Nos sauveteurs nous guidèrent vers la maison la mieux tenue.
Une jeune femme couronnée d’un diadème de pièces d’argent prépara du thé brûlant ; les enfants, empilés sous le tandour, nous firent place à leurs côtés, et, quand enfin nos membres furent un peu dégelés, on mit à notre disposition un feutre épais, tandis que deux paysans allaient au plus vite monter la garde auprès de la berline naufragée.
Je fus réveillée par un cri strident et un jet de lumière qui éclaira subitement le centre de la toiture. Le cri avait été poussé par un veilleur de nuit chargé de déboucher au matin l’ouverture circulaire ménagée au faîte de chaque maison et d’annoncer aux villageois le retour de l’aurore.
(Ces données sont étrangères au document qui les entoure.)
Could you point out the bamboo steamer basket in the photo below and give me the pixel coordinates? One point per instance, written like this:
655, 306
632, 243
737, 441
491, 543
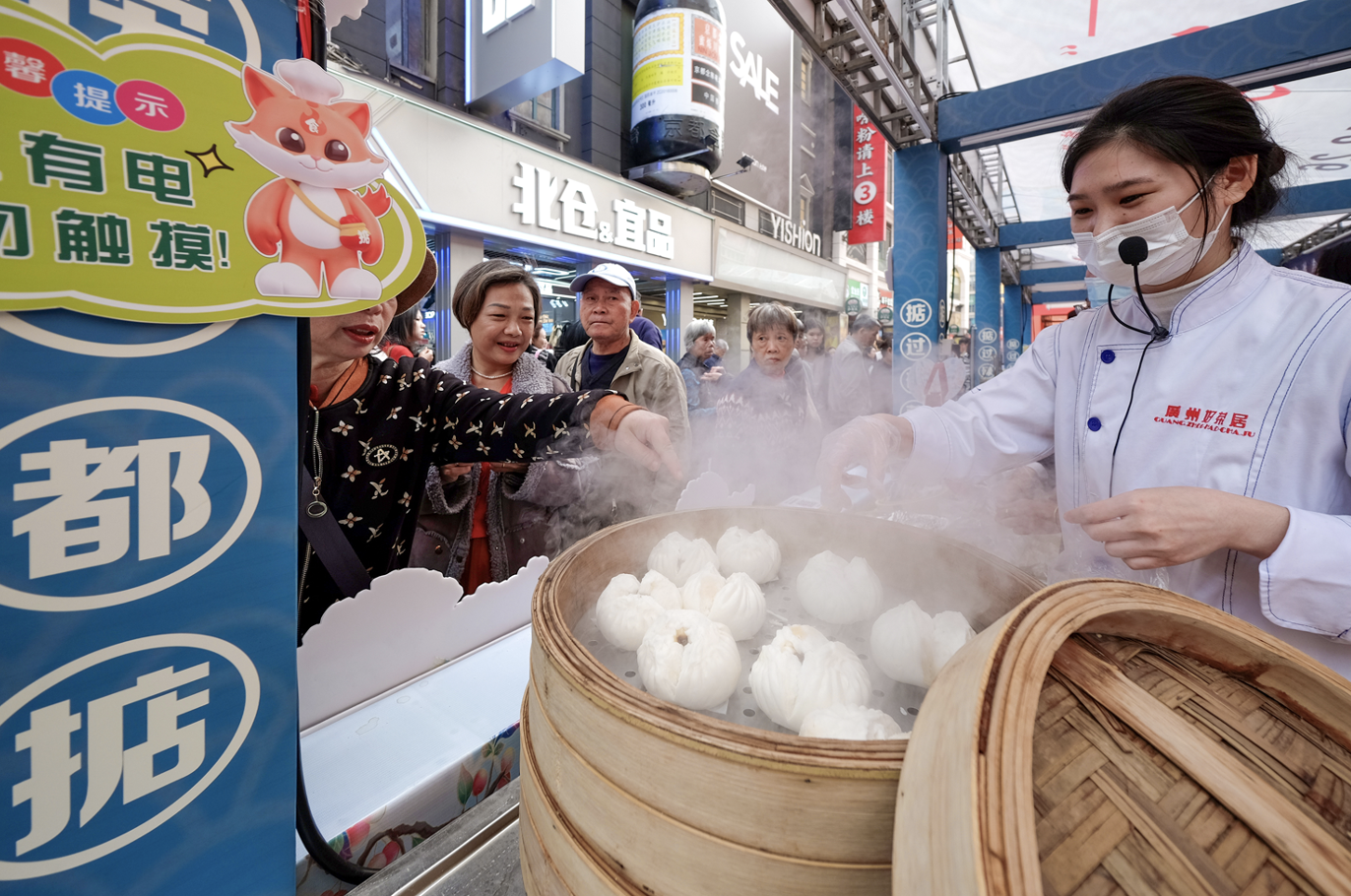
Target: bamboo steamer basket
625, 794
1114, 738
La journée s’annonçait radieuse. Nous courûmes vers la berline. Bagages et provisions étaient intacts. Bientôt arrivèrent des postillons et des chevaux ; mais, comme la veille, leurs efforts pour relever le carrosse demeurèrent infructueux. Ce fut à un attelage de bœufs que revint l’honneur d’avoir raison de la neige et des ornières. Dès lors il fallut renoncer à traîner la voiture pleine et nous empiler avec nos bagages sur un de ces traîneaux considérés naguère avec tant de mépris, tandis que Niet s’acharnait à faire marcher derrière nous la pompeuse guimbarde.
Jusqu’à Érivan le voyage fut une longue suite de stations douloureuses. Étapes faites en traîneaux, étapes exécutées dans une berline toujours prête à verser, interminables arrêts dans des maisons de poste aussi dépourvues de chevaux que de vivres, se succédèrent dix jours durant.
Il serait monotone de narrer en détail nos déceptions et nos souffrances. J’ouvrirai donc mes notes en face du premier monument iranien. Je n’ai pas encore franchi la frontière politique de l’empire du Chah in Chah, puisque le Dieu des combats a fait russe la Transcaucasie, mais je suis certainement en Perse, si j’en juge au costume, au langage des habitants, au bazar et aux édifices qui m’entourent.